A centroid is a geographic center of an entire area, region, boundary, etc. for which the specific geographic area covers. Street vectors are address segments of individual streets, which may contain attributes such as address ranges. Street vectors can be used in displays of digitized computer-based street maps. Range information on street vectors is typically specified on the left and right side of each vector. They are also used for geocoding a particular address to a particular street segment based on its point along the line segment.
Geocoding is currently performed by running non-geocoded (referred to hereafter as “raw data”) information such as a list of customers through proprietary software and/or data, which performs table lookup, fuzzy logic and address matching against an entire “library” of all known or available address points or street vectors (referred to hereafter as a “georeferenced library”) with associated x, y location coordinates. If the raw data matches a point record from the georeferenced library, then the raw data is assigned the same x, y coordinates associated with the matching record from the georeferenced library. If the raw data instead matches a street vector, then the raw data is assigned interpolated x,y coordinates pair based on the x,y coordinates of the high and low address for the matched street vector in the georeferenced library.

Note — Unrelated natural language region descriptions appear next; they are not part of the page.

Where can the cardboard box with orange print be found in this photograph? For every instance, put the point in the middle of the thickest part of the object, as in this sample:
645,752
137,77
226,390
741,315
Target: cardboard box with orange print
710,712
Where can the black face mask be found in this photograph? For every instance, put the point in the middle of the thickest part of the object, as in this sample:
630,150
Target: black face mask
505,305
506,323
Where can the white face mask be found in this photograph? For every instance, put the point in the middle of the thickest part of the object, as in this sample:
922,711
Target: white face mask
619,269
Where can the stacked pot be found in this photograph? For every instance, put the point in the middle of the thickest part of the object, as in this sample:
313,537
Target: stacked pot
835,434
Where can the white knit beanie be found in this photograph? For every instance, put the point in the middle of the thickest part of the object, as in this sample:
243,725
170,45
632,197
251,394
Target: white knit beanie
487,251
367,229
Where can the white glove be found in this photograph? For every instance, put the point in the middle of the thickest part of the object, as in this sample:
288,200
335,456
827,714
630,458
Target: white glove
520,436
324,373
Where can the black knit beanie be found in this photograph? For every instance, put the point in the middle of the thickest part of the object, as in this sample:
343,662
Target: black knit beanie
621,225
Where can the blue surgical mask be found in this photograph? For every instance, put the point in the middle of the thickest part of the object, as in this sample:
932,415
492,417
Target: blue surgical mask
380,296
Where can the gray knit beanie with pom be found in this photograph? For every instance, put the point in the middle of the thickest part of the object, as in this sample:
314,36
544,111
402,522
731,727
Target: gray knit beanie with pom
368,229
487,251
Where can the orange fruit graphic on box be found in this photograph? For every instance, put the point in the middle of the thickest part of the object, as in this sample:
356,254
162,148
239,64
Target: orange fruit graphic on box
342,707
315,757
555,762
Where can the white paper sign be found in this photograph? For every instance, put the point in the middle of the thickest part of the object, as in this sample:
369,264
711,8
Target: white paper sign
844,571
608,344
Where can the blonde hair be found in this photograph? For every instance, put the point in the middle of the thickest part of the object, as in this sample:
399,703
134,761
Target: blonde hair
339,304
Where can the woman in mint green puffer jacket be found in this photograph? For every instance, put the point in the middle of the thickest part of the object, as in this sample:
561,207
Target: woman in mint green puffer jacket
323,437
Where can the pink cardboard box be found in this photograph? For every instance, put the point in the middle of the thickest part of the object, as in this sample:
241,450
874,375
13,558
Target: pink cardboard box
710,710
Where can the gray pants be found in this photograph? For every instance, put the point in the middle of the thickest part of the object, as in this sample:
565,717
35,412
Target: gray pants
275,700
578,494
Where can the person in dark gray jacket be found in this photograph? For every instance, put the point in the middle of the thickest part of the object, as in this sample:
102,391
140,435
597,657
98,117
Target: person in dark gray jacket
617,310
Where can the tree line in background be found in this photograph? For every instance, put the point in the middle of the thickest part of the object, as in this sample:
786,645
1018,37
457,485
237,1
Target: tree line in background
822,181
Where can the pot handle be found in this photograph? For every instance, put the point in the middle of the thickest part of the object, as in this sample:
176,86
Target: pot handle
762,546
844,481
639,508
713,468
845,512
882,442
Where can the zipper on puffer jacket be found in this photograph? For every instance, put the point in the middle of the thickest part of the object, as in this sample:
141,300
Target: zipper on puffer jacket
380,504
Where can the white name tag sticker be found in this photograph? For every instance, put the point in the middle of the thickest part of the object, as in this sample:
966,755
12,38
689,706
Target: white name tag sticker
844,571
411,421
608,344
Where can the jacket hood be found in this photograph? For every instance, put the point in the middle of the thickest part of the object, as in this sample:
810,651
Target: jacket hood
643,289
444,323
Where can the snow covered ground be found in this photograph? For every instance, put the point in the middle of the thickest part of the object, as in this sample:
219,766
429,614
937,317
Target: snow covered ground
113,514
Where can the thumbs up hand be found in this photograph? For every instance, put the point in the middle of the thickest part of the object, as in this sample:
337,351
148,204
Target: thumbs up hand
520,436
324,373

The georeferenced library is compiled from a number of varied sources, depending on the territory, including census information, postal address information, street vectors with associated address ranges, postcode centroids and other various sources of data containing geographic information and/or location geometry. If a raw data address cannot be matched exactly to a specific library street address (known as a “street level hit”), then an attempt is made to match the raw data address to an ever decreasing precision geographic hierarchy of point, line or region geography until a predetermined tolerance for an acceptable match is met. The geographic hierarchy to which a raw data record is finally assigned is also known as the “geocoding precision.” Geocoding precision tells how closely the location assigned by the geocoding software matches the true location of the raw data.